Hot on the heels of a pretty spirited discussion of the Obama Administration treatment of progressive nominees, both in the blog post here at Emptywheel and yesterday on Twitter, comes the reminder by Main Justice that there are no appointed, nor confirmed, US Attorneys in all of Texas:
Career prosecutors have run the four U.S. Attorney’s offices in Texas for more than a year. Obama has made one U.S. Attorney nomination in Texas thus far: state Judge John B. Stevens Jr., who withdrew from consideration for Eastern District of Texas U.S. Attorney.
The Senate has confirmed 66 of Obama’s U.S. Attorney nominees. There are 93 U.S. Attorney posts.
Now the framing of the report is a complaint by John Cornyn, which I have little sympathy for, and who has undoubtedly contributed somewhat to the impasse; but that said, the facts are pretty astounding.
Over a year and a half into the Obama Presidency, and still over 30% of the US Attorney positions remain unfilled or, even worse, still under the control of Bush/Cheney appointees. The percentage is only that low due to a recent surge in investitures of US Attorneys; for most of the current Administration’s term, the situation was even far worse than it is as of today.

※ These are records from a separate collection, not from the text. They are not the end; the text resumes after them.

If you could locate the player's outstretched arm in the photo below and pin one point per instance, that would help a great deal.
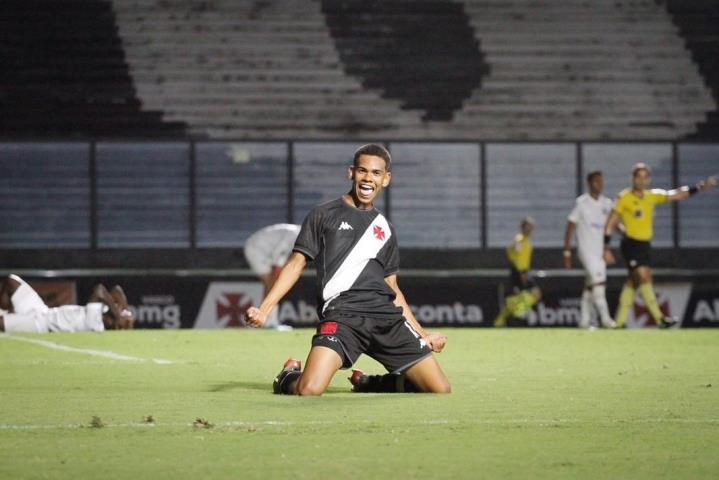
(436, 341)
(256, 317)
(682, 193)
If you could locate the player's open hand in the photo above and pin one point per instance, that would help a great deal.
(255, 318)
(436, 341)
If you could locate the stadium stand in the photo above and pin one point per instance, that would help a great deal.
(426, 55)
(546, 70)
(698, 22)
(64, 74)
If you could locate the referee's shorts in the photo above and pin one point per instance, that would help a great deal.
(516, 282)
(635, 253)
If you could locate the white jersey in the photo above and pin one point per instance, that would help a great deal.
(590, 215)
(270, 246)
(66, 318)
(31, 315)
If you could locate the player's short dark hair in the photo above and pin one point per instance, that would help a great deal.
(592, 174)
(640, 166)
(376, 151)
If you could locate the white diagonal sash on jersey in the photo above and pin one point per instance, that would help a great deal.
(364, 250)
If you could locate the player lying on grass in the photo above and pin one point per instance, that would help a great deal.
(23, 311)
(635, 208)
(360, 304)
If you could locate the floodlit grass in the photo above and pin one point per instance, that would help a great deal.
(525, 404)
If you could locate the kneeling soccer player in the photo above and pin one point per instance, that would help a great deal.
(361, 308)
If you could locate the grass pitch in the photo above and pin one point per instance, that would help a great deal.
(526, 404)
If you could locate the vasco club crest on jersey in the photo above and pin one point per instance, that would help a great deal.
(378, 232)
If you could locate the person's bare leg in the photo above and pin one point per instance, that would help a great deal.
(321, 365)
(428, 376)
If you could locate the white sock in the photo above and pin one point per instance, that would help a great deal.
(600, 301)
(585, 311)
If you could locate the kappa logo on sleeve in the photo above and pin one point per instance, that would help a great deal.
(378, 232)
(328, 328)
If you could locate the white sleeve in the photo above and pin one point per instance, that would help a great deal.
(575, 213)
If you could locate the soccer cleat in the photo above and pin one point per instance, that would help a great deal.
(290, 371)
(668, 322)
(358, 380)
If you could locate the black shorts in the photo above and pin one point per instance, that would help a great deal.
(516, 283)
(392, 342)
(635, 253)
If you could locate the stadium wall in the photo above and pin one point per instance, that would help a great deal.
(455, 298)
(112, 204)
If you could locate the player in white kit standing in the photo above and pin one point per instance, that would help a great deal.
(587, 219)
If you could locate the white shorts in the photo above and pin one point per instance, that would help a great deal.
(67, 318)
(25, 299)
(595, 269)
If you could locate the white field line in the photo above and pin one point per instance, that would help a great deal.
(334, 424)
(86, 351)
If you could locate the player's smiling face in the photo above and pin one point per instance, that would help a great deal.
(369, 176)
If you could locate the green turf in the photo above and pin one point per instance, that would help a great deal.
(526, 404)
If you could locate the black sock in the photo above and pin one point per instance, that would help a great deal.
(388, 383)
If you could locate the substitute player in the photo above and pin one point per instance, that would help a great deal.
(360, 304)
(267, 251)
(635, 208)
(525, 292)
(587, 219)
(23, 311)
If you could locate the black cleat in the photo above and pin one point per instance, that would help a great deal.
(668, 322)
(290, 371)
(358, 379)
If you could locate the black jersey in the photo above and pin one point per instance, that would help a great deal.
(354, 250)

Which led me to wonder exactly what the corresponding status was for federal judicial nominations. It is fairly bleak. There are 103 Federal judicial vacancies and, shockingly, on 48 of them even have so much as a nominee pending. 12% of the 876 total Federal judgeships are sitting vacant. In my own little nook of the world, the 9th Circuit, there are 13 total judicial seats vacant, and only three of them have even putative nominees.
The critical importance of filling judicial vacancies is explained very nicely in a current post by Gaius Publius at AmericaBlog that expands on my Progressive Nominations/Goodwin Liu post yesterday:
This matters for several reasons. One is that the current judiciary is overwhelmingly Republican-appointed and conservative (including Movement-Conservative):
Over the last three decades, Republicans have put the appointment of conservative judges at the top of their agenda. And controlling the White House 20 of the last 30 years has allowed them to carry out their plan. By the time George W. Bush left office, 60.2 percent of the judges, including two-thirds of the Supreme Court, had been appointed by Republican presidents. The younger Bush appointed nearly 40 percent of all federal judges.

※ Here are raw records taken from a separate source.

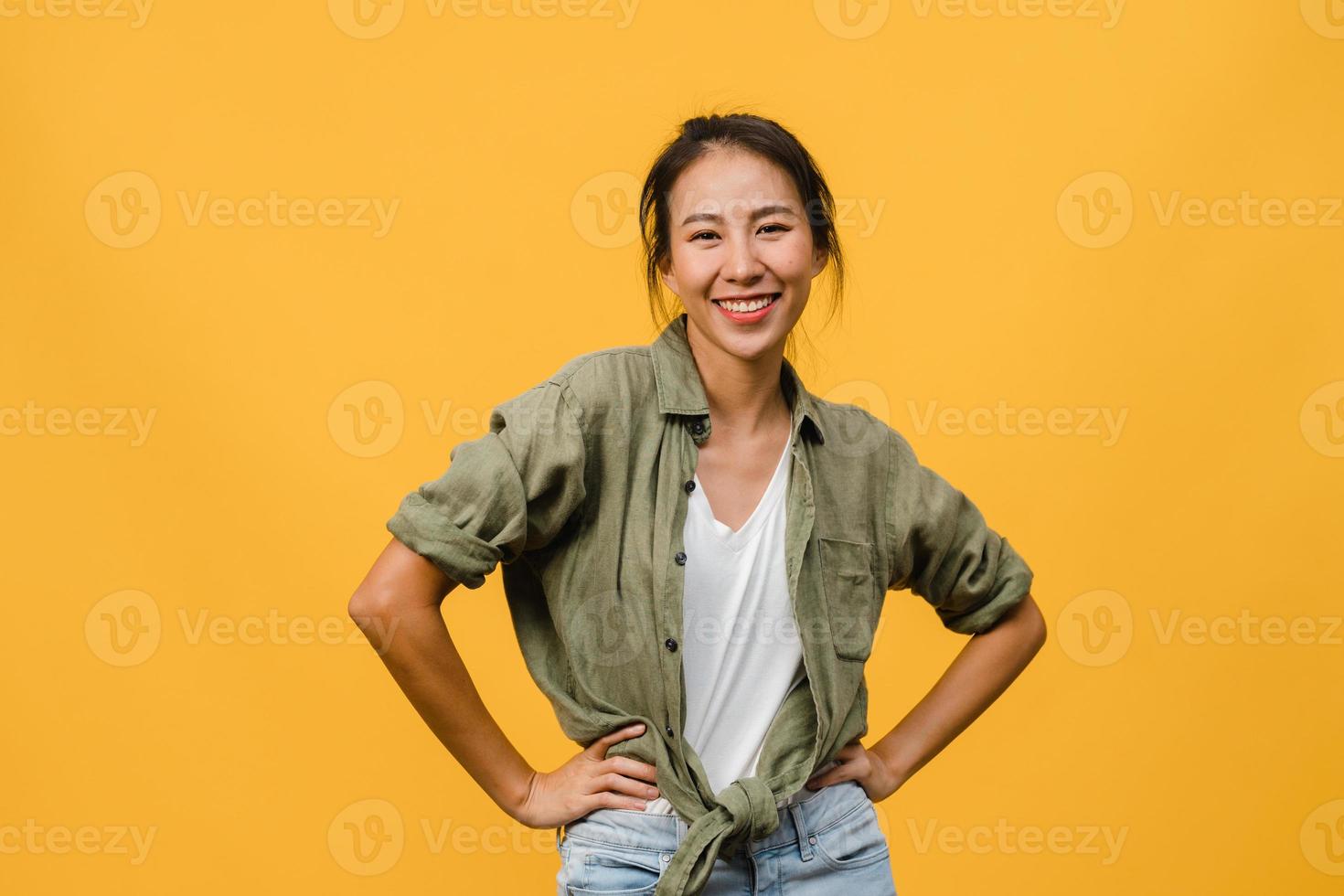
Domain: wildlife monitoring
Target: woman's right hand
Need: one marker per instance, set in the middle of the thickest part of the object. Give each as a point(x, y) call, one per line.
point(589, 781)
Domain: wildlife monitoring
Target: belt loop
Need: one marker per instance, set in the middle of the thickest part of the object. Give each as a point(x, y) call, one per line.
point(804, 838)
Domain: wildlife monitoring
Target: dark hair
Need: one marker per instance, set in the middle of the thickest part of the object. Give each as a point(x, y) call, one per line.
point(742, 132)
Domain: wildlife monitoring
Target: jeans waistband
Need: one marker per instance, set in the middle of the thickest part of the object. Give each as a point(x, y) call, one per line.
point(636, 829)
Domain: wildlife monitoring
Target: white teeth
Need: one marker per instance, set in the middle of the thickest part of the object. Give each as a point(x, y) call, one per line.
point(750, 305)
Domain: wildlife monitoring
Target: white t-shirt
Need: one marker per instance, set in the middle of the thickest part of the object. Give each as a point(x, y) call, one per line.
point(740, 641)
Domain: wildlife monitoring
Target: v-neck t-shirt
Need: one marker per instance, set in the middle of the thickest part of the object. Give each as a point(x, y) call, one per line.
point(742, 653)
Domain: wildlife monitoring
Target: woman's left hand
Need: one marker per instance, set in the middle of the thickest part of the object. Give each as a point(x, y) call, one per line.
point(857, 763)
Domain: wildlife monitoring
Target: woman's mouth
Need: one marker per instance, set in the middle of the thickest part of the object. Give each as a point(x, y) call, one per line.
point(746, 311)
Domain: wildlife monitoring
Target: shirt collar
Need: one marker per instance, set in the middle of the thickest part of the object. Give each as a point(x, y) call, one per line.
point(682, 391)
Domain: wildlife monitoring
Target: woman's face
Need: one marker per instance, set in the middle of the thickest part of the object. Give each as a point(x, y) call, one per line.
point(740, 231)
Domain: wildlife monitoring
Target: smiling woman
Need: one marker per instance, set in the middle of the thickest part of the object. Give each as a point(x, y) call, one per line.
point(664, 495)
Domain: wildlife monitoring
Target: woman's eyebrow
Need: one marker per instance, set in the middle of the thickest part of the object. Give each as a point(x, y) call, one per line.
point(760, 212)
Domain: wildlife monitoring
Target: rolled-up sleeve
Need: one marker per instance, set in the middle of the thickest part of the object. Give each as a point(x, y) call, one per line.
point(941, 549)
point(507, 492)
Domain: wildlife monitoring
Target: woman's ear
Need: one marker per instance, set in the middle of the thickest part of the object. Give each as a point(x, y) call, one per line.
point(668, 277)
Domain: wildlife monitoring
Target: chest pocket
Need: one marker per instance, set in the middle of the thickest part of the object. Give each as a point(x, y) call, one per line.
point(851, 597)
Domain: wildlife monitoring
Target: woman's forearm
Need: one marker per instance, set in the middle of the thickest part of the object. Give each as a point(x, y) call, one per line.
point(975, 678)
point(406, 629)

Yet Obama has been cautious to the point of weird about reversing this trend. While news stories on this subject headline his lack of judicial confirmations, stories like this one also contain tales of his caution; Bloomberg:
A lot of groups are still waiting for this president to nominate someone who will really reshape the bench,” said Barbara Arnwine, executive director of the Lawyers’ Committee on Civil Rights in Washington. The group supports expanding legal protection for blacks and other minorities.